Perwakilan masyarakat adat Awyu dari Papua Selatan dan masyarakat adat Moi dari Papua Barat Daya ramai mendapat perhatian karena permohonannya kepada Mahkamah Agung (MA) pada 27 Mei lalu. Kedua perwakilan meminta MA mencabut izin dua perusahaan sawit yang memasuki wilayah hutan adatnya.
Masyarakat adat mempertahankan kawasan hutan dengan luas mencapai 36 ribu hektar, setara dengan setengah wilayah Jakarta. Upaya hukum ditempuh masyarakat adat karena penolakan warga kepada PT Indo Asiana Lestari selaku perusahaan yang mendapat izin tersebut, ditolak.
Berdasarkan catatan Badan Pusat Statistik (BPS), perusahaan kelapa sawit merupakan perusahaan perkebunan besar yang mendominasi di Indonesia.
Meskipun mengalami penurunan sejak 2021, jumlah perusahaan perkebunan kelapa sawit meningkat hingga 800 perusahaan jika dibandingkan dengan satu dekade lalu. Peningkatan cukup drastis terjadi pada 2018. Dengan 1.695 perusahaan perkebunan kelapa sawit pada 2017, jumlahnya menjadi 2.165 pada 2018.

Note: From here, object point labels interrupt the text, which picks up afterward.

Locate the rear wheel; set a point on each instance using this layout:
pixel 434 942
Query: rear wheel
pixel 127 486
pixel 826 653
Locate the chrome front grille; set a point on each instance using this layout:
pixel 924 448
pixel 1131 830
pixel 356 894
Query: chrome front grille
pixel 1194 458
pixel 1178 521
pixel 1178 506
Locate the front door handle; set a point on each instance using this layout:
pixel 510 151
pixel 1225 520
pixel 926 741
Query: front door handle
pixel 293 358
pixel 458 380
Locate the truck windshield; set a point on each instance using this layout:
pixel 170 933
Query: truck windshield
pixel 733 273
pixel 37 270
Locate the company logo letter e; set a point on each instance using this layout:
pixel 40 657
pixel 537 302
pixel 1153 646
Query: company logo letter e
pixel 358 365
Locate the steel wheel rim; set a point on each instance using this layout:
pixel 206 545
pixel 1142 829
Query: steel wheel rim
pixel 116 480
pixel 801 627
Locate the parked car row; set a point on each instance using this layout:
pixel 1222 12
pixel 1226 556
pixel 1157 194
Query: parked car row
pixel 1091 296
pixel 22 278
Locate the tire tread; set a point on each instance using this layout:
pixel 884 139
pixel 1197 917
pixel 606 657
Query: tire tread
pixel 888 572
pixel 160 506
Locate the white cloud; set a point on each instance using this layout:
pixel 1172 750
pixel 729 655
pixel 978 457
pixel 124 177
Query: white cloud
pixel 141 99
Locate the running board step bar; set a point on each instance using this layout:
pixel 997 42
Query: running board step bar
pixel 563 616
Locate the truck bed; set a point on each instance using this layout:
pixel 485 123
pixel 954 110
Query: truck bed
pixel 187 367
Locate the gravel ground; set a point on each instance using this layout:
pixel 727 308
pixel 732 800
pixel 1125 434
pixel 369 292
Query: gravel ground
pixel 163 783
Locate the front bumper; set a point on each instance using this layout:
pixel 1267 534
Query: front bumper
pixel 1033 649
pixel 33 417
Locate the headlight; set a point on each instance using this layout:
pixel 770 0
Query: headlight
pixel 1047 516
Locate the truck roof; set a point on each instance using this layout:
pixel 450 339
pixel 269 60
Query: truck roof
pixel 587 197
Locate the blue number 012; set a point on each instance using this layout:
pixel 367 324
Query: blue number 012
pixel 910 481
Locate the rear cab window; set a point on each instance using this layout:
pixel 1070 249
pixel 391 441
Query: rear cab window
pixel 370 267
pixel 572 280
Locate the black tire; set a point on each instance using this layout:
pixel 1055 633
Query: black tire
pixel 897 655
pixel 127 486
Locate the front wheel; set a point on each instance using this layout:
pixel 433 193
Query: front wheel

Pada 2023, luas tanaman perkebunan kelapa sawit mencapai 9.144 ribu hektar, sedikit meningkat dari 2022 dengan luas 9.125 ribu hektar. Sejak 2018 hingga 2021, luas tanaman ini cukup konsisten berada di angka delapan juta hektar.
Jika sedikit melihat ke belakang, pada 2013 hingga 2017 angkanya hanya berada di kisaran enam juta hektar. Terdapat peningkatan yang signifikan dalam beberapa tahun.
Berdasarkan hasil perkebunannya, minyak kelapa sawit mencapai angka produksi hingga 30.683 ton dan biji sawit mencapai 6.136 ton pada 2023. Jumlah produksi ini sangat jauh lebih tinggi jika dibandingkan dengan hasil produksi perkebunan lainnya, seperti karet kering, cokelat, kopi, teh, kulit kina, gula, atau bahkan tembakau.
Jumlah produksi minyak kelapa sawit yang lebih tinggi dicapai pada 2019, yaitu dengan 32.194 ton. Sejak saat itu, angka produksi minyak kelapa sawit selalu menyentuh 30 ribu ton per tahunnya.
Di tahun 2022, tutupan lahan berupa kawasan hutan mencapai 88.292,9 ribu hektar. Jumlah ini sedikit mengalami perubahan angka setidaknya dalam lima tahun terakhir.
Bersamaan dengan itu, wilayah tutupan lahan berupa perkebunan dan pertambangan justru naik dari tahun ke tahun.
Angka tersebut hanya mencakup perkebunan yang sah di mata hukum. Sayang, pada praktiknya, sering kali ditemukan perkebunan kelapa sawit yang dikelola secara ilegal. Pantauan Greenpeace dan TheThreeMap pada 2019 menunjukkan adanya 3 juta hektar tanaman kelapa sawit yang tumbuh di kawasan hutan Indonesia. Pasalnya, kawasan tersebut termasuk hutan lindung dan konservasi.
Kawasan ilegal paling banyak ditemukan di Riau, dengan luas mencapai 1,231,614 hektar. Kemudian, terdapat di Kalimantan Tengah dengan luas 817,693 hektar. Di Sumatera Utara terdapat perkebunan sawit ilegal seluas 285,307 hektar dan di Sumatera Selatan mencapai 155,481 hektar.
Akhir 2023 lalu, Menteri Koordinator Bidang Kemaritiman dan Investasi Republik Indonesia (Menko Marves) Luhut Binsar Pandjaitan justru memutihkan 3,3 juta hektar perkebunan kelapa sawit ilegal. Menurutnya, tidak ada lagi yang bisa dilakukan, kecuali membuatnya legal di mata hukum.
"Ya, kita mau apain lagi, masa kita copotin, ya kan ndak toh, logikamu saja, ya kita putihkan terpaksa," ujar Luhut setelah Konferensi Pers Peningkatan Tata Kelola Industri Kelapa Sawit, dilansir dari CNBC.